2.2 Inventories [Para 3(ii)]
(a) whether physical verification of inventory has been conducted at reasonable intervals by the management and whether, in the opinion of the auditor, the coverage and procedure of such verification by the management is appropriate; whether any discrepancies of 10% or more in the aggregate for each class of inventory were noticed and if so, whether they have been properly dealt with in the books of account;
(b) whether during any point of time of the year, the company has been sanctioned working capital limits in excess of ₹5 crores, in aggregate, from banks or financial institutions on the basis of security of current assets; whether the quarterly returns or statements filed by the company with such banks or financial institutions are in agreement with the books of account of the Company, if not, give details.
Points to Remember
- Physical verification of inventory is the responsibility of the management of the company which should verify all material items at least once in a year and more often in appropriate cases.
- What constitutes “reasonable intervals” depends on circumstances of each case. The periodicity of the physical verification of inventories depends upon the nature of inventories, their location and the feasibility of conducting a physical verification. The management of a company normally determines the periodicity of the physical verification of inventories considering these factors. Normally, wherever practicable, all the items of inventories should be verified by the management of the company at least once in a year.

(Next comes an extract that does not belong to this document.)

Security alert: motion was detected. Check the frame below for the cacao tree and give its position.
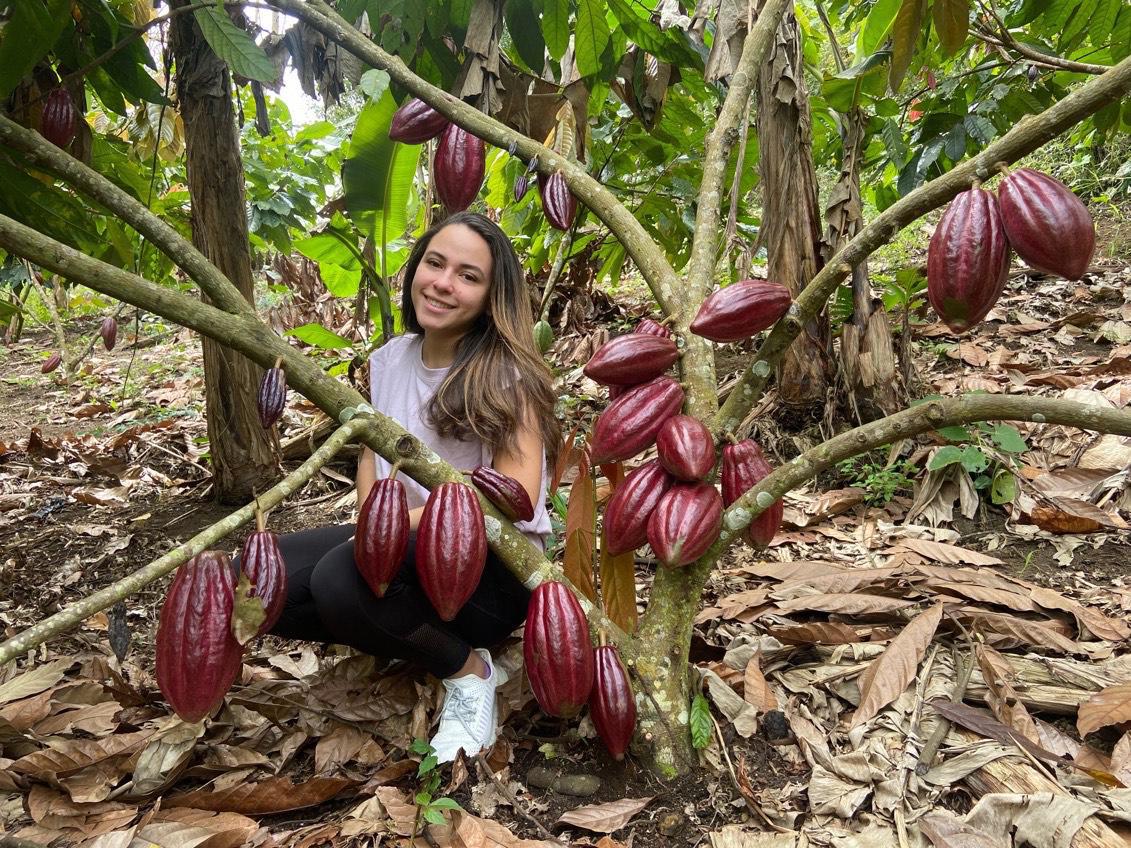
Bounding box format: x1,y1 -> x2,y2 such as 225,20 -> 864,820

2.3 Investments, Guarantee/Security, Loans or Advances [Para 3(iii)]
Whether during the year the company has made investments in, provided any guarantee or security or granted any loans or advances in the nature of loans, secured or unsecured, to companies, firms, Limited Liability Partnerships or any other parties, if so,
(a) whether during the year the company has provided loans or provided advances in the nature of loans, or stood guarantee, or provided security to any other entity [not applicable to companies whose principal business is to give loans], if so, indicate-
(i) the aggregate amount during the year, and balance outstanding at the balance sheet date with respect to such loans or advances and guarantees or security to subsidiaries, joint ventures and associates;
(ii) the aggregate amount during the year, and balance outstanding at the balance sheet date with respect to such loans or advances and guarantees or security to parties other than subsidiaries, joint ventures and associates;
(b) whether the investments made, guarantees provided, security given and the terms and conditions of the grant of all loans and advances in the nature of loans and guarantees provided are not prejudicial to the company’s interest;
(c) in respect of loans and advances in the nature of loans, whether the schedule of repayment of principal and payment of interest has been stipulated and whether the repayments or receipts are regular;
(d) if the amount is overdue, state the total amount overdue for more than 90 days, and whether reasonable steps have been taken by the company for recovery of the principal and interest;
(e) whether any loan or advance in the nature of loan granted which has fallen due during the year, has been renewed or extended or fresh loans granted to settle the overdues of existing loans given to the same parties, if so, specify the aggregate amount of such dues renewed or extended or settled by fresh loans and the percentage of the aggregate to the total loans or advances in the nature of loans granted during the year [not applicable to companies whose principal business is to give loans];
(f) whether the company has granted any loans or advances in the nature of loans either repayable on demand or without specifying any terms or period of repayment, if so, specify the aggregate amount, percentage thereof to the total loans granted, aggregate amount of loans granted to Promoters, related parties as defined in Sec. 2(76) of the Companies Act, 2013.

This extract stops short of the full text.